[Lldb-commits] [PATCH] D45170: Cleanup DWARFCompileUnit and DWARFUnit in preparation for adding DWARFTypeUnit

Tue Apr 10 08:46:55 PDT 2018

> On Apr 7, 2018, at 2:04 AM, Jan Kratochvil <jan.kratochvil at redhat.com> wrote:
> 
> On Sat, 07 Apr 2018 00:52:26 +0200, Greg Clayton wrote:
>> Take look at how LLVM does it. I believe my changes mirror that approach.
> 
> LLVM does not support partial units so there is nothing to look at there.
> 
> 
>> DWARFUnit should be the base class for anything that needs to hand out DIEs.
> 
> That's OK for partial units.
> 
> 
>> Any specializations should be inheriting from DWARFUnit, like both
>> DWARFCompileUnit and DWARFTypeUnit.
> 
> I see now the source of misunderstanding:
> 
> DWARFCompileUnit = DW_TAG_compile_unit
> DWARFTypeUnit = DW_TAG_type_unit
> DWARFPartialUnit != DW_TAG_partial_unit
>                ^^^^
> BTW DW_TAG_imported_unit is importing (="caller") tag, not a unit (="callee").
> 
> DW_TAG_partial_unit gets read in (by
> DWARFDebugInfo::ParseCompileUnitHeadersIfNeeded) as DWARFCompileUnit because
> there is no quick enough way to find the difference.  It would require reading
> the first DIE tag which means to read and decode .debug_abbrev for each unit
> being scanned.

If there is no structural difference other than the first DW_TAG, is there a reason you would need to know the difference? It would be fine to just add extra methods on DWARFCompileUnit that do partial unit kind of things if it is a partial unit? Let me know if I am missing something?

> 
> DWARFPartialUnit is used only as a remapping of DWARFCompileUnit to a new
> offset without any new data (there is stored only a new remapped offset whose
> value is only made up internally in LLDB) at the moment someone uses
> DW_TAG_imported_unit for it - at that moment we easily know that unit has to
> be DW_TAG_partial_unit.

It is remapped to a new offset just to keep LLDB's lldb::user_id_t stuff happy? A partial unit can refer to an external file on disk.

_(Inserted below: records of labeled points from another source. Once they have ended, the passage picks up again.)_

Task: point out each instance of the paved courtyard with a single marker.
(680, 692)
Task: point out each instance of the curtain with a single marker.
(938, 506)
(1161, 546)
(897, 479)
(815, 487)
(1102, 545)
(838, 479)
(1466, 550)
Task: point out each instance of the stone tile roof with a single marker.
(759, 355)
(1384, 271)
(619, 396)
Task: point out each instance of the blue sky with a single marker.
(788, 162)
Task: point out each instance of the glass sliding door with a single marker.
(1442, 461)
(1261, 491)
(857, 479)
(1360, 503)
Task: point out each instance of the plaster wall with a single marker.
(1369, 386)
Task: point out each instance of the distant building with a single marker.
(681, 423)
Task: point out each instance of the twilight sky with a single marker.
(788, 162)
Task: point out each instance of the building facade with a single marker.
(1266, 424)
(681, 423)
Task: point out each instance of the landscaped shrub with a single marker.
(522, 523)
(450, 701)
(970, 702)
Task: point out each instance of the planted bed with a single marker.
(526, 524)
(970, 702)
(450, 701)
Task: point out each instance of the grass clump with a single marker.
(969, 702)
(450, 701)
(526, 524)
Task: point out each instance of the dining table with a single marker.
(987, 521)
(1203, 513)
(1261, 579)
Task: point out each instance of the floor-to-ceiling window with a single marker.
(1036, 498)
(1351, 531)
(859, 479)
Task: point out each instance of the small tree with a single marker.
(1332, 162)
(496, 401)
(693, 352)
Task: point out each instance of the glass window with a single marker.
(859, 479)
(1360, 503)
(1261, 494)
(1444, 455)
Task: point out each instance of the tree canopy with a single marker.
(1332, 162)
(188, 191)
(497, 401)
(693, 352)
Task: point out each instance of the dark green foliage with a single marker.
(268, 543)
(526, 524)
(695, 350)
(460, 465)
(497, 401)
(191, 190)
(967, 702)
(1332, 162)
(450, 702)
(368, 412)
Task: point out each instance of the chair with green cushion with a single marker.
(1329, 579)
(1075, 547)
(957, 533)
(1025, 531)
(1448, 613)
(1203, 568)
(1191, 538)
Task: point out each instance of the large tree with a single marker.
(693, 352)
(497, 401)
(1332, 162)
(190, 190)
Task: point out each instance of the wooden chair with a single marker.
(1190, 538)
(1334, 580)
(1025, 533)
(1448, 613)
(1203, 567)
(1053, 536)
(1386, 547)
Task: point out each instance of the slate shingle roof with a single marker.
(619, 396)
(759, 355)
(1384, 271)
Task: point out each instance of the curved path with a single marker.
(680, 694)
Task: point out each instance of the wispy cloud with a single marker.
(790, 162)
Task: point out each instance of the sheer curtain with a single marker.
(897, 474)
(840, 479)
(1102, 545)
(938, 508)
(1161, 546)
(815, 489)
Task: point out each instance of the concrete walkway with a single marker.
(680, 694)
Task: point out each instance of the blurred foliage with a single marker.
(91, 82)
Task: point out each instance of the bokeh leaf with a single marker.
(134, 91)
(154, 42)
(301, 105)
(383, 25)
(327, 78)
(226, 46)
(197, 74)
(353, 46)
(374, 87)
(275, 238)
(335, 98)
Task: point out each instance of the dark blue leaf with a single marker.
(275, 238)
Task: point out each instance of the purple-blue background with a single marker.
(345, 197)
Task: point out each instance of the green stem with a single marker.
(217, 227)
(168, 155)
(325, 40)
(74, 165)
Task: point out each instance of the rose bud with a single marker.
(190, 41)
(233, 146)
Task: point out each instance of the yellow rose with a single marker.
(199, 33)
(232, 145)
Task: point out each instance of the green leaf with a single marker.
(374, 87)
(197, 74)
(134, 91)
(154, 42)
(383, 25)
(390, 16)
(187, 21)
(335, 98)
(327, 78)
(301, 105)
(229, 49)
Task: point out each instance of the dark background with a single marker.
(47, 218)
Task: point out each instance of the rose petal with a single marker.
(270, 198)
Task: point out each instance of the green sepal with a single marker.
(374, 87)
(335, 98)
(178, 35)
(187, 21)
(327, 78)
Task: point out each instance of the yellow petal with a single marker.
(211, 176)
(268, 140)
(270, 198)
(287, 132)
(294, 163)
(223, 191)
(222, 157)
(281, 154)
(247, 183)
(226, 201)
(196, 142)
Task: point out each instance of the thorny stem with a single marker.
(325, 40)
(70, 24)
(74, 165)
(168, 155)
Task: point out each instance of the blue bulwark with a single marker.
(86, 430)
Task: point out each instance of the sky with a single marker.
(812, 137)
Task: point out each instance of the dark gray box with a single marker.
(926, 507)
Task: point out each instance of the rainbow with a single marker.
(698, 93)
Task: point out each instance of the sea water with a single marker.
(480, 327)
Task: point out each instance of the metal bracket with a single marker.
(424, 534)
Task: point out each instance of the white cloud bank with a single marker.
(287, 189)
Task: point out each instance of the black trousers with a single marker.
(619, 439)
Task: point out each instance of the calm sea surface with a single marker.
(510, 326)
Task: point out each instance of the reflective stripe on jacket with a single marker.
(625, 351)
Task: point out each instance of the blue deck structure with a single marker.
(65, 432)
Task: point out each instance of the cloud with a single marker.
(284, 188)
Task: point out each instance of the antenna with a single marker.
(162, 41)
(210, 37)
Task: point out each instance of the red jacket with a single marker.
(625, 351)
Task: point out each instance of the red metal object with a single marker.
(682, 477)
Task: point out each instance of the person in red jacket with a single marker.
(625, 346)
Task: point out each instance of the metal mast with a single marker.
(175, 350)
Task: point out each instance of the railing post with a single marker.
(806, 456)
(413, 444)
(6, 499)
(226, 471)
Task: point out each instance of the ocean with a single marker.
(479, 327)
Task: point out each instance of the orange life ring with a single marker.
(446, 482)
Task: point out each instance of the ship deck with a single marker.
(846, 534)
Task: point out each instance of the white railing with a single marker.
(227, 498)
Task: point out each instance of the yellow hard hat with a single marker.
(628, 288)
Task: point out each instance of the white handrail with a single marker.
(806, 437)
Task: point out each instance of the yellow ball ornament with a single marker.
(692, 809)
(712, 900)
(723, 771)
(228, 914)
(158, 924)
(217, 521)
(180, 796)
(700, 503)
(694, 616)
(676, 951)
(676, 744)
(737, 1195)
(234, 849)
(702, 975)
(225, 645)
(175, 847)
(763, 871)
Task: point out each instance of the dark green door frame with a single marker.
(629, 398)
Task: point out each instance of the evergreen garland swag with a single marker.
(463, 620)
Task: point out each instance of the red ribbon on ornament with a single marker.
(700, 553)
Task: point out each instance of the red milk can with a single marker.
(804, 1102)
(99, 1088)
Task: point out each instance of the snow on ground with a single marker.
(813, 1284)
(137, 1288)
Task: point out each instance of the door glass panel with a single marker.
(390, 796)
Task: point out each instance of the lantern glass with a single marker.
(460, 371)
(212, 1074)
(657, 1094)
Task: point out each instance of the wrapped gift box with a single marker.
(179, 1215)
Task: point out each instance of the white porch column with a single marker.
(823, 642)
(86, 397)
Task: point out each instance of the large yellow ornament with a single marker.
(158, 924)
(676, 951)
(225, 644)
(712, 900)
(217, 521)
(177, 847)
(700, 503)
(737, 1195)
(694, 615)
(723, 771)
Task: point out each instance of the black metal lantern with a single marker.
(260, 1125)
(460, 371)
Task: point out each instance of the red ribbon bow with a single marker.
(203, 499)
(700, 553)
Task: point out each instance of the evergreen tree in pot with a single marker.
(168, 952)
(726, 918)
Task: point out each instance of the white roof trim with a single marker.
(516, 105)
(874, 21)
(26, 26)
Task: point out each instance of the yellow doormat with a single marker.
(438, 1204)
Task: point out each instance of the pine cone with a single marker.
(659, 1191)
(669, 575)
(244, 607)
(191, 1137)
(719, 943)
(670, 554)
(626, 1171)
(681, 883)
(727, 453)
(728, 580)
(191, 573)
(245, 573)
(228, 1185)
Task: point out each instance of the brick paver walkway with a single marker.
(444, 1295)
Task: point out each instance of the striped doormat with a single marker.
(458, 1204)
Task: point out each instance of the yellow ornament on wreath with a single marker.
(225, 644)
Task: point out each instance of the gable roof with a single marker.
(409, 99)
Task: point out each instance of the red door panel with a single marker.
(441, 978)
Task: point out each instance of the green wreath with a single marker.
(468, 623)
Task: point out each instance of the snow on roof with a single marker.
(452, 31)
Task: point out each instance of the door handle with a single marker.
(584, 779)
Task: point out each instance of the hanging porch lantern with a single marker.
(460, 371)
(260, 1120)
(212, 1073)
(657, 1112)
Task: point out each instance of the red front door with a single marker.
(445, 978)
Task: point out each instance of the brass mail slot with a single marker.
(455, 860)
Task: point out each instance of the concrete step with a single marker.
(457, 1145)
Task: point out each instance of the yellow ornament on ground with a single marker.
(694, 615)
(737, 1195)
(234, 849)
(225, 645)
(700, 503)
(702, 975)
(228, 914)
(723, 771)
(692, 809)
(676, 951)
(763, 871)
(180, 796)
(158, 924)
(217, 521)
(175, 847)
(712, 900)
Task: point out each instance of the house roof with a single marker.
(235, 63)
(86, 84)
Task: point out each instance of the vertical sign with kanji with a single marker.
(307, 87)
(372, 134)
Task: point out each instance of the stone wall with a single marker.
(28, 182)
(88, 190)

The remapping is solely making a unique offset by adding an offset to the offset of the external file?

> 
> Therefore DWARFCompileUnit and DWARFTypeUnit both contain some their own data.
> But DWARFPartialUnit is just a remapping of DWARFCompileUnit (containing
> DW_TAG_partial_unit) to a new offset without any new data. Particularly
> m_die_array is not in DWARFPartialUnit.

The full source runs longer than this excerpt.